Retratar a burocracia por meio do cinema é uma dinâmica interessante sob a ótica do formalismo. Orson Welles, em sua adaptação de O Processo, conseguiu criar um clima de opressão pela geometria das imagens e pela arquitetura do espaço, caminhando entre a realidade e o pesadelo. Pensar sobre os aspectos burocráticos do Estado é algo que faz parte do cinema, seja no documentário — onde é, indiscutivelmente, mais utilizado — mas também no campo da ficção.
Sergei Loznitsa é um dos cineastas mais relevantes do panorama contemporâneo, realizando documentários em sua maioria, mas também percorrendo o cinema ficcional. Dois Procuradores é mais uma de suas ficções, que tenta dar conta da dimensão burocrática do Estado Soviético durante o que o diretor chama de período de terror stalinista, isto é, o período em que o governo perseguiu, prendeu, torturou e matou pessoas, sejam culpadas ou inocentes, que levantavam a voz contra o regime ou qualquer pessoa em posição hierarquicamente superior.
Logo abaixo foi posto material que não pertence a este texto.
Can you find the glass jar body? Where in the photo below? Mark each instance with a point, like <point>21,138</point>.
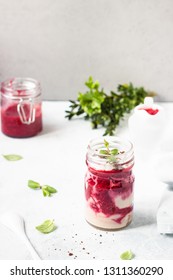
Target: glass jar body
<point>109,189</point>
<point>21,107</point>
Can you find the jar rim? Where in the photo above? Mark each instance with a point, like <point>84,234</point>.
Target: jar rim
<point>20,87</point>
<point>125,151</point>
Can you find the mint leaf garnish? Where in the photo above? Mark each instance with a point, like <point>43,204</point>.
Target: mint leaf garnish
<point>46,227</point>
<point>127,255</point>
<point>46,189</point>
<point>114,152</point>
<point>109,154</point>
<point>12,157</point>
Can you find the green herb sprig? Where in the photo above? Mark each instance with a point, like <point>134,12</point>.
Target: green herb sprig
<point>106,110</point>
<point>46,189</point>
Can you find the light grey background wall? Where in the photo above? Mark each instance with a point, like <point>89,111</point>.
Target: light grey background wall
<point>62,42</point>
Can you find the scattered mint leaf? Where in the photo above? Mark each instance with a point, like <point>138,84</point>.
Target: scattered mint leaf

No longa, o protagonista é um jovem procurador recém-nomeado que recebe uma carta de um dos presos que deseja denunciar os abusos cometidos pelo Estado. Loznitsa parte desse momento para não só pensar sobre os aspectos históricos, como também apontar para algumas reflexões do presente e do futuro. Valendo-se de poucos planos, o cineasta monta uma estrutura muito mais pesada pelo que sugere fora do plano do que nele. Pensemos, por exemplo, em uma das primeiras cenas: o momento em que o presidiário é colocado para queimar as cartas que tentam denunciar o que acontece por trás das paredes do presídio.
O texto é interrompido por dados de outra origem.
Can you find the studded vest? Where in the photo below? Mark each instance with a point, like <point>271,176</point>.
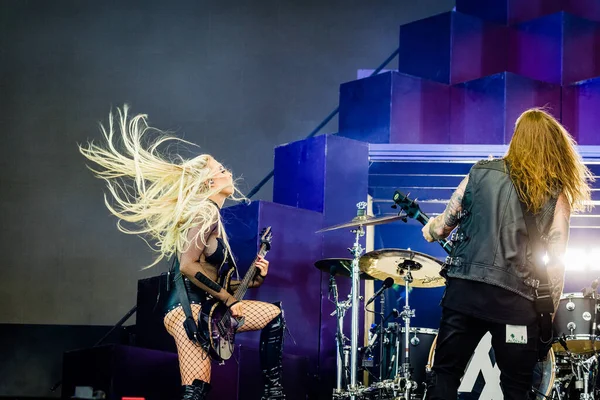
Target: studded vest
<point>491,244</point>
Por meio de três planos, o espectador compreende o espaço como arquitetura e como estrutura de poder, com o teto ressaltado, as quinas das paredes em evidência e, claro, a lareira em posição de destaque. Do lado de fora, passos, sons de chaves e portas abrindo e fechando desenham o poder e o suspense em uma mesma construção imagética. É por meio dessas decisões que o cineasta leva sua narrativa para o Procurador, figura idealista, posta contra a parede e contra as grades das janelas, deixado “mofando”. Sua voz, inicialmente insegura, escolhendo cada palavra, se torna mais forte à medida que sua jornada avança, entendendo que sua confiança passa, também, pela confiança do Estado.
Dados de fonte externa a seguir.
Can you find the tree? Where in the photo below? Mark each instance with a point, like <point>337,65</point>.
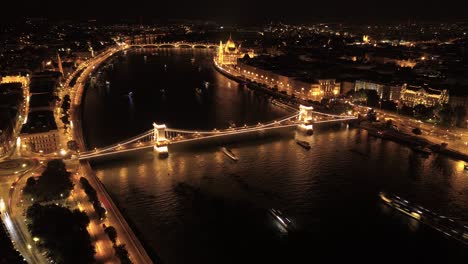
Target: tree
<point>372,98</point>
<point>54,183</point>
<point>446,115</point>
<point>419,111</point>
<point>72,145</point>
<point>122,253</point>
<point>460,116</point>
<point>389,105</point>
<point>416,131</point>
<point>372,115</point>
<point>111,233</point>
<point>389,124</point>
<point>62,232</point>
Loznitsa faz questão de que cada passo, cada espera, cada grade e porta sejam abertas diante do espectador, optando pela dilatação do tempo a fim de assinalar todo o esquema que ocorre por trás das paredes. Ou seja, enquanto a câmera está acompanhando a luta do procurador, algo muito maior se movimenta fora da imagem. Voltemos, então, a O Processo de Welles. As gavetas das repartições surgem como um cemitério vertical, onde cada espaço guarda documentos e um corpo, ressaltando a atmosfera pessimista do mundo kafkiano. Ou seja, havia uma construção máxima do cenário que comprimia o protagonista e afunilava, por consequência, a visão do espectador.
Loznitsa deixa que os planos abertos, com poucos objetos, mas com muitos rostos, façam esse mesmo papel. Estamos acompanhando o procurador no espaço visual; nossos olhos estão voltados para ele, mas cada um dos ambientes está recheado de pessoas, de rostos que o observam tanto com curiosidade, como também como os olhos de quem pode denunciar a qualquer momento. Retomamos, então, a palavra “estrutura”, termo-chave para compreender a complexidade tanto da narrativa quanto da forma fílmica.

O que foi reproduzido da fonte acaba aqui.